Libya.
@ Usine C

 

CRITIQUE.
[ Danse ]

★★★★

texte
Élie Castiel

 

Seul spectacle que nous avons choisi dans le cadre du FTA 2023. Sans aucun doute, spirituel, et l’un des plus inusités. Le chorégraphe en chef est de Marrakech, Maroc, et son sens artistique de la mémoire repose sur un retour aux sources d’une culture millénaire.

Radouan Mriziga
Crédit : Bea Borgers

Du lever

au coucher

du soleil

Dans sa conception de Libya, soutenue également par l’apport des huit danseuses et danseuses, Radouan Mriziga joue notamment sur la corporalité, sur sa matérialité, notamment celle des hommes. Car les femmes, elles, dès le départ de cette œuvre ésotérique, insondable pour les Occidentaux, prennent une part entière, assumée dans ce jeu entre le sensuel et le spirituel, entre l’effort fourni et le laisser-aller, dans ce mélange des formes de la représentation.

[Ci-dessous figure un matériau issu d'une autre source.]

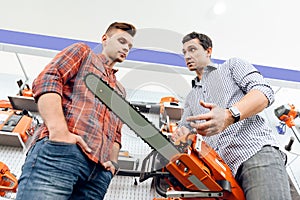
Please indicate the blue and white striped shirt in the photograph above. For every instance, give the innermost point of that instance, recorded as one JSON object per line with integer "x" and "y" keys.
{"x": 224, "y": 85}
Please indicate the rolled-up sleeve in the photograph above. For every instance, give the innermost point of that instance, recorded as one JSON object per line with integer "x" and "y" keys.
{"x": 61, "y": 69}
{"x": 249, "y": 78}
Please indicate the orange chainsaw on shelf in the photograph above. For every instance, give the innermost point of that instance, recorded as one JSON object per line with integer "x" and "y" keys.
{"x": 189, "y": 171}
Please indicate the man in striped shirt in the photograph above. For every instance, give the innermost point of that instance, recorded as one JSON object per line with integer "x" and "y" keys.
{"x": 76, "y": 149}
{"x": 223, "y": 107}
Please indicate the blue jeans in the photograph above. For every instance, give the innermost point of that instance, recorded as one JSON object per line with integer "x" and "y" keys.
{"x": 264, "y": 177}
{"x": 59, "y": 171}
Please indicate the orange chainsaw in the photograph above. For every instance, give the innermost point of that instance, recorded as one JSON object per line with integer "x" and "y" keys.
{"x": 8, "y": 182}
{"x": 192, "y": 170}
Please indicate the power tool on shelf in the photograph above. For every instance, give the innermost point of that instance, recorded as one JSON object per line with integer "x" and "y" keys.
{"x": 287, "y": 114}
{"x": 17, "y": 123}
{"x": 192, "y": 170}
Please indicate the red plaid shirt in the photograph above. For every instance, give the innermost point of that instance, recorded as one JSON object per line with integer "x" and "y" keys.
{"x": 85, "y": 114}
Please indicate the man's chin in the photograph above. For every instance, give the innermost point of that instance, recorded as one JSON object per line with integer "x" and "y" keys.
{"x": 192, "y": 68}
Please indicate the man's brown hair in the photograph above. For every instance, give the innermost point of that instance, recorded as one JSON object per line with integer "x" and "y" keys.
{"x": 129, "y": 28}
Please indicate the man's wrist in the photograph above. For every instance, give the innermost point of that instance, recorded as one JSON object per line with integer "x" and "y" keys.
{"x": 235, "y": 113}
{"x": 116, "y": 166}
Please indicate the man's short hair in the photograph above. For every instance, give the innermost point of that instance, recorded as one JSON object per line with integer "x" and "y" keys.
{"x": 204, "y": 40}
{"x": 129, "y": 28}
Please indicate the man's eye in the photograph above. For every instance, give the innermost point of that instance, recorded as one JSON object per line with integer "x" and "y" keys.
{"x": 122, "y": 41}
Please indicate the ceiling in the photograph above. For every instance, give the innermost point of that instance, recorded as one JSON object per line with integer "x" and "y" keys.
{"x": 263, "y": 32}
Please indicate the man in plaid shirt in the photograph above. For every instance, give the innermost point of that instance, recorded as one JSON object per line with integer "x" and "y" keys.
{"x": 76, "y": 149}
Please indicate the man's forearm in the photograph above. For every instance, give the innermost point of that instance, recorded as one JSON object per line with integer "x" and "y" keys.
{"x": 252, "y": 103}
{"x": 50, "y": 109}
{"x": 115, "y": 152}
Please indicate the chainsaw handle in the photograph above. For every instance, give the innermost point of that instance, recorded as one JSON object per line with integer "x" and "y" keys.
{"x": 5, "y": 185}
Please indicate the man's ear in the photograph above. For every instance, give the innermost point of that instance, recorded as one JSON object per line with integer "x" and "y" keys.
{"x": 104, "y": 38}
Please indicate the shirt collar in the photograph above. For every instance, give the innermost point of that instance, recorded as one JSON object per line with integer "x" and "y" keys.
{"x": 104, "y": 60}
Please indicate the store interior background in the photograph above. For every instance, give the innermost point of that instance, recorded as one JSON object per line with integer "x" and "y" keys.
{"x": 262, "y": 32}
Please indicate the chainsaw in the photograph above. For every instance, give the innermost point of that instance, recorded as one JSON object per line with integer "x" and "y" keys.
{"x": 193, "y": 170}
{"x": 8, "y": 181}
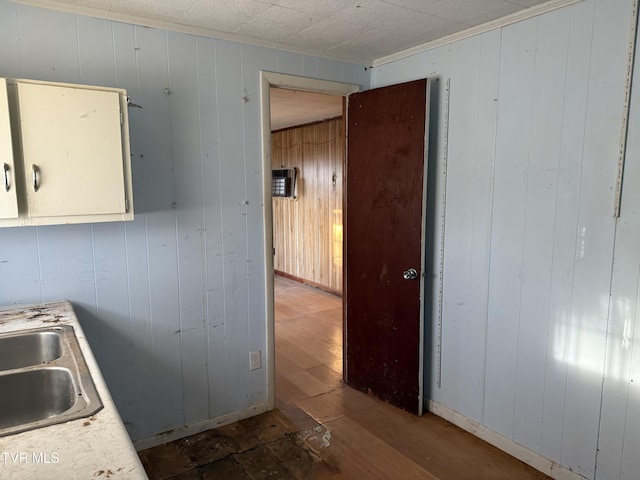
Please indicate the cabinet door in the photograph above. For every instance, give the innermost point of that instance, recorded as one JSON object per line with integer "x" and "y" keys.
{"x": 8, "y": 197}
{"x": 72, "y": 150}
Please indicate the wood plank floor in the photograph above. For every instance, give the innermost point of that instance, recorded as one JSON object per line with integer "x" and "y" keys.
{"x": 321, "y": 428}
{"x": 366, "y": 438}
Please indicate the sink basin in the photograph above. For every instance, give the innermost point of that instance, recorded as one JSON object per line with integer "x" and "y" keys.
{"x": 33, "y": 395}
{"x": 29, "y": 348}
{"x": 44, "y": 380}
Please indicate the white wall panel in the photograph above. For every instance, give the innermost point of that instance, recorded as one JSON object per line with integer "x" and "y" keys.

Le poème lyrique d’Asmaa Jama, I fled this realm, performé à capella brille par sa gutturalité, propre dans cette région du monde. Dommage, par contre, qu’il ait été en anglais – provoquant une prononciation approximative de la part des participants – mais on oublie vite quand les corps se conjuguent dans une chorégraphie d’ensemble qui, irrémédiablement, et avec raison, ne tient pas à être exemplaire, mais au contraire, à extérioriser une sorte de revendication.

Les Hommes, les danseurs, sont les tributaires d’une marocanité (et dans le reste du Maghreb) selon laquelle en opposition à la femme, ils sont exempts de lien organique avec leur corps. Et d’un coup, Mriziga, consciemment, en toute (in)dépendance, brise le tabou, subjugue les interdits, rapproche les Hommes des premières rangées de spectateurs lors de leur performance. Comme s’il s’agissait d’un cri, non pas de désespoir, mais de liberté trouvée, non pas retrouvée puisqu’elle n’a jamais vraiment existé.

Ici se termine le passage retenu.